Thursday, December 6, 2012

Quinoa Stuffed Squash
Serves 4
2 Squash, Acorn or Carnivale
3 Cups Water
1 Cup Quinoa
1/4 tsp. Salt
1/2 lb. Mushrooms, Sliced
2 Leeks, Cleaned and Chopped
1 Apple, Diced
1 Shallot, Minced
1 Clove Garlic, Minced
1 tsp. Thyme, Chopped
2 tsp. Sage, Chopped
2 tsp. Parsley, Chopped
3 Tbsp. Olive Oil
1 Tbsp.
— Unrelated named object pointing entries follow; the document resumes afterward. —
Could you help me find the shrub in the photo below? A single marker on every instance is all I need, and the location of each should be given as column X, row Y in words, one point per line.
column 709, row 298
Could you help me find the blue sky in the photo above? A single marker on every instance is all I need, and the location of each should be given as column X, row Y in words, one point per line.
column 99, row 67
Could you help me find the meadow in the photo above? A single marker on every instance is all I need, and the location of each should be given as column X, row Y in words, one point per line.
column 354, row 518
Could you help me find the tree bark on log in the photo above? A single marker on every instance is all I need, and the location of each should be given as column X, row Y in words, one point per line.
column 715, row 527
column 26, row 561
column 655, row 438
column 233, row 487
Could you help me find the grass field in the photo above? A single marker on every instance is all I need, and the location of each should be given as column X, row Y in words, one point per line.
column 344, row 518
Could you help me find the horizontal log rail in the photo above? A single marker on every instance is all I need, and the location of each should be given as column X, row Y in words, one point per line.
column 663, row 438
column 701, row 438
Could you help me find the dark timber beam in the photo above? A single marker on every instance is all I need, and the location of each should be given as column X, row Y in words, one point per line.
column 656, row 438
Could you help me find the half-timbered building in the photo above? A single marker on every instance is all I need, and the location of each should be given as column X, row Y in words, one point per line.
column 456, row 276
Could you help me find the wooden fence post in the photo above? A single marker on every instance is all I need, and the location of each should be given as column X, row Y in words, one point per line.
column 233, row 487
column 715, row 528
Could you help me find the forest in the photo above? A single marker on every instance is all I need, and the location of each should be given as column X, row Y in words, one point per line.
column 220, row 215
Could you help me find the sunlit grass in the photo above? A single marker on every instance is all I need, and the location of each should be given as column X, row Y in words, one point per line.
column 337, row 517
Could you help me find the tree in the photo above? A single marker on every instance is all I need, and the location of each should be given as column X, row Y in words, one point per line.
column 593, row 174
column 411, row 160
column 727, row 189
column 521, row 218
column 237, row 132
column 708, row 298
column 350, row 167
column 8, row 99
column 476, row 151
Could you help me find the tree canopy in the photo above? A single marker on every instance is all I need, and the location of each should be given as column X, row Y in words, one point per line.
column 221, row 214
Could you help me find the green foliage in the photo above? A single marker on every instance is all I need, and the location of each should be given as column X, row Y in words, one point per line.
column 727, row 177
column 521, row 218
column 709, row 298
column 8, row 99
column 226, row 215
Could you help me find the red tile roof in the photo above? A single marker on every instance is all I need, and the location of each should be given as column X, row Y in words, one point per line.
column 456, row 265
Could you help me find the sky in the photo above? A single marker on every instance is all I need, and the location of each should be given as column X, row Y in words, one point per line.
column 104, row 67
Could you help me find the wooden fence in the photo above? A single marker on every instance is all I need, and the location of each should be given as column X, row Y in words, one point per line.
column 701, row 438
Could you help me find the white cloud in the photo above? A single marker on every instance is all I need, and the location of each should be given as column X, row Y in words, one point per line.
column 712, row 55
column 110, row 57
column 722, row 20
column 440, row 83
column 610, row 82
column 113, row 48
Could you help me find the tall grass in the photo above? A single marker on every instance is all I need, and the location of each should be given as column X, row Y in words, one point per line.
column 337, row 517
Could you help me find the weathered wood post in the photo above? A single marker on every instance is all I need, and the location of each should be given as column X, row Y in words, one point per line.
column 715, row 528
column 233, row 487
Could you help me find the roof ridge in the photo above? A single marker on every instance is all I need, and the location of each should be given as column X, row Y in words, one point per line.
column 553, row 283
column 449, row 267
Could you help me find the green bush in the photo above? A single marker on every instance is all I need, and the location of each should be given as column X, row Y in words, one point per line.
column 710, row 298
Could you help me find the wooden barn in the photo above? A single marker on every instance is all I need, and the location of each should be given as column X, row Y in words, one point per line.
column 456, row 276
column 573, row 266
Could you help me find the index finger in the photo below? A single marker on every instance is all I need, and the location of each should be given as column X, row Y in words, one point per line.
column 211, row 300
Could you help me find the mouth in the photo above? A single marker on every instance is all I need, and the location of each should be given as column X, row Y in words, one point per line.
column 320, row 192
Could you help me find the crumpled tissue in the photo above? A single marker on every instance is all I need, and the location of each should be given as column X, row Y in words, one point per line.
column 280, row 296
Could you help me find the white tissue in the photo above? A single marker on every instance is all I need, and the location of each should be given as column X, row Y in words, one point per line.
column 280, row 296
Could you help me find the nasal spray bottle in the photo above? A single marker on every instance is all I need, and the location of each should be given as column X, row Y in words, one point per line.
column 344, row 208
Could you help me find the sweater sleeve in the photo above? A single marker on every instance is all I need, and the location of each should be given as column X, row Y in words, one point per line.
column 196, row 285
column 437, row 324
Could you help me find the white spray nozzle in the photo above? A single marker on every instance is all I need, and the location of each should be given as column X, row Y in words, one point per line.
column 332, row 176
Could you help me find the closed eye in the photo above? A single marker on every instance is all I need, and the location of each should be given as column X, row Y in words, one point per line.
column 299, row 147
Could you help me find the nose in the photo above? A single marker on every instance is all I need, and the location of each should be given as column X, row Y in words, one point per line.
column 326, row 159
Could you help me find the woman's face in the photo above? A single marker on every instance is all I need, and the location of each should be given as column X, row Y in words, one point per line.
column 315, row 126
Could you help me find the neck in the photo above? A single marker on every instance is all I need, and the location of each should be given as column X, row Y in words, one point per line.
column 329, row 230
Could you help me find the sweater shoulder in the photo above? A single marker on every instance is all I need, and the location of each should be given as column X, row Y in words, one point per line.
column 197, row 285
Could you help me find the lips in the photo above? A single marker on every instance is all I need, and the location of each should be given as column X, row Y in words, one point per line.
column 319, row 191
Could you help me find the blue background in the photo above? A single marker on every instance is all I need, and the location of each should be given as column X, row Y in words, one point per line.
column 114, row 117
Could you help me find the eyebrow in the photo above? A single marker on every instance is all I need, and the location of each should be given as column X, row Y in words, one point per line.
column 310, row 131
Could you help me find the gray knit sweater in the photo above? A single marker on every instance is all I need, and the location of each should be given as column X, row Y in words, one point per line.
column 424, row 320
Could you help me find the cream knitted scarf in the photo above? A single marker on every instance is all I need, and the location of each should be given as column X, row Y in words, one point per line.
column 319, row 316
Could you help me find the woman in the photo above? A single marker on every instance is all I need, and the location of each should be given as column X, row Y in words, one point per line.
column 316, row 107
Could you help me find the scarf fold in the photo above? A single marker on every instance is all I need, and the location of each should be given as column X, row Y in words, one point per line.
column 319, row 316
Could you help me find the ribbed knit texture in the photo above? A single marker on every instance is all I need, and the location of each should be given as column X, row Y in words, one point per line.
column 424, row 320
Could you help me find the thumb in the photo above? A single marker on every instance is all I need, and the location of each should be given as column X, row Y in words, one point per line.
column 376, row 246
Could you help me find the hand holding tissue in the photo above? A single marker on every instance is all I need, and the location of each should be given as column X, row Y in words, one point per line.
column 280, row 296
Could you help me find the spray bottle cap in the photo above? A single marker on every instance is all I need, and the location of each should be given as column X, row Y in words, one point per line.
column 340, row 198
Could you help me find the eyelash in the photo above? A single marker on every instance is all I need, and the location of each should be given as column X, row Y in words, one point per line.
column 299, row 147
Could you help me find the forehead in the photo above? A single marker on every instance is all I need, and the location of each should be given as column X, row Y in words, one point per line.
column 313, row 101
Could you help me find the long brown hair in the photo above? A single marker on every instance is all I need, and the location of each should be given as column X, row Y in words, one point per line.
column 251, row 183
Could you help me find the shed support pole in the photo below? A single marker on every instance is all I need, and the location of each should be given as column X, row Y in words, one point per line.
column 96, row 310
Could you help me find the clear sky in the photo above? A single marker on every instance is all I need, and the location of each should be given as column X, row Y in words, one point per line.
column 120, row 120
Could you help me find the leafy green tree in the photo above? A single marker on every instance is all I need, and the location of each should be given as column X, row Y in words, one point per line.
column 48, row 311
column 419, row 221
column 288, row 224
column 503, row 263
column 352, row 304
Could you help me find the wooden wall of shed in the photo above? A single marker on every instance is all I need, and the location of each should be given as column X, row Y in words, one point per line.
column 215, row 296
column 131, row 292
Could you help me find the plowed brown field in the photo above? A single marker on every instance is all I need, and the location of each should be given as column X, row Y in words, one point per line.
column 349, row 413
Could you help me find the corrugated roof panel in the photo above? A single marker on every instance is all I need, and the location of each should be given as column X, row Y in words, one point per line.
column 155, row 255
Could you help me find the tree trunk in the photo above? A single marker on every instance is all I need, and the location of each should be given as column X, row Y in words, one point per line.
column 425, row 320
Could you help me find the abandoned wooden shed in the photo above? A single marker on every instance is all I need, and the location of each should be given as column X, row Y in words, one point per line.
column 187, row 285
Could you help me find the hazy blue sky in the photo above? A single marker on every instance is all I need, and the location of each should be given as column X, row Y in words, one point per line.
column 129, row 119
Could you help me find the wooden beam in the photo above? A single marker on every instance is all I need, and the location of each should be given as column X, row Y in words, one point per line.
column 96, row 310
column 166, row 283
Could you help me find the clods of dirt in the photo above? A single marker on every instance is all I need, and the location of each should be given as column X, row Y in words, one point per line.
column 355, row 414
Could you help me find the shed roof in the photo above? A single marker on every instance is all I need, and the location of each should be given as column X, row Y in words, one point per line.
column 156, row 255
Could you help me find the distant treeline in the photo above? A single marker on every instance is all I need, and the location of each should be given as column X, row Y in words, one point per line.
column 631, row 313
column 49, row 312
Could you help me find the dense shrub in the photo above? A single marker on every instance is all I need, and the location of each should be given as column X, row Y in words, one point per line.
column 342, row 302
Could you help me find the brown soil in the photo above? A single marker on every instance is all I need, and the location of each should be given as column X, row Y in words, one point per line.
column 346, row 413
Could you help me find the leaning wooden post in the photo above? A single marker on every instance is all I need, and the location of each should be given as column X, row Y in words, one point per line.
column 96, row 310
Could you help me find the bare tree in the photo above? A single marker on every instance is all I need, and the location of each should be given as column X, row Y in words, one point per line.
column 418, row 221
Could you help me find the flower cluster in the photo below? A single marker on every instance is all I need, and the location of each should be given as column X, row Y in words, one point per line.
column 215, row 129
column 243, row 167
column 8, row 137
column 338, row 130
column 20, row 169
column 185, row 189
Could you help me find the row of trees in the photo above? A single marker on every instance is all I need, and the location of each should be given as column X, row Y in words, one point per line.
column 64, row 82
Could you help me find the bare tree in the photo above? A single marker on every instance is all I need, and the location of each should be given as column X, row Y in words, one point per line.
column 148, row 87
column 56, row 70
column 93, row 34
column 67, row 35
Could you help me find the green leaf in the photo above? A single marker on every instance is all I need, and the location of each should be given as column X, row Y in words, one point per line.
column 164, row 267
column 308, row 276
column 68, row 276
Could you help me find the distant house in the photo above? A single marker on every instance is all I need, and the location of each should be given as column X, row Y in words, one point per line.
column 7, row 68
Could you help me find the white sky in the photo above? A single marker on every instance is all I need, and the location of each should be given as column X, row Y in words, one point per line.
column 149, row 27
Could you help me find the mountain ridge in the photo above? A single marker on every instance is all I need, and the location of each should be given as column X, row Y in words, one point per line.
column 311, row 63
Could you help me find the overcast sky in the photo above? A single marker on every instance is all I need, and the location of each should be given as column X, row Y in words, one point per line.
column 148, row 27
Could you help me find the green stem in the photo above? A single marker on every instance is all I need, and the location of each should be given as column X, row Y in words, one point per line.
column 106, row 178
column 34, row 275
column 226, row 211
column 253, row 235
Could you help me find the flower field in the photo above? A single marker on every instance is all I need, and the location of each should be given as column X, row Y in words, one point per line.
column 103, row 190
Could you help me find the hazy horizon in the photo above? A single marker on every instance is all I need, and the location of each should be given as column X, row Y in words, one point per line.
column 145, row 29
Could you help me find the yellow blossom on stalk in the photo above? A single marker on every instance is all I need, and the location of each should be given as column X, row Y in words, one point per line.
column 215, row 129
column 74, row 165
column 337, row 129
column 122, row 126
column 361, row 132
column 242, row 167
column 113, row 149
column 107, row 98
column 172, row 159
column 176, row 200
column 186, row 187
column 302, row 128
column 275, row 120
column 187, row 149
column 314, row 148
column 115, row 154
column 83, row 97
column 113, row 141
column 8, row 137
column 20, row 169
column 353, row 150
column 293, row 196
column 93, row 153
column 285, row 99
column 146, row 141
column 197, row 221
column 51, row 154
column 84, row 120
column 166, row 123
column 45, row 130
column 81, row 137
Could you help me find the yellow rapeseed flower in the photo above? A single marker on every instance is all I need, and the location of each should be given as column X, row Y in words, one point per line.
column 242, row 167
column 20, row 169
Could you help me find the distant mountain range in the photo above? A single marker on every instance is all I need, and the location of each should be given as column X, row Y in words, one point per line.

Maple Syrup
1/2 Cup Feta Cheese, Crumbled
1/2 Cup Walnuts, Toasted and Coarsely Chopped
1 Bunch Spinach, Kale, or Chard
For the Quinoa
Bring water to a boil with the salt.  Add Quinoa, cover and let simmer on low heat for 15 minutes.  Remove lid and cover pot with tea towel, let rest for 10 minutes then fluff Quinoa with a fork.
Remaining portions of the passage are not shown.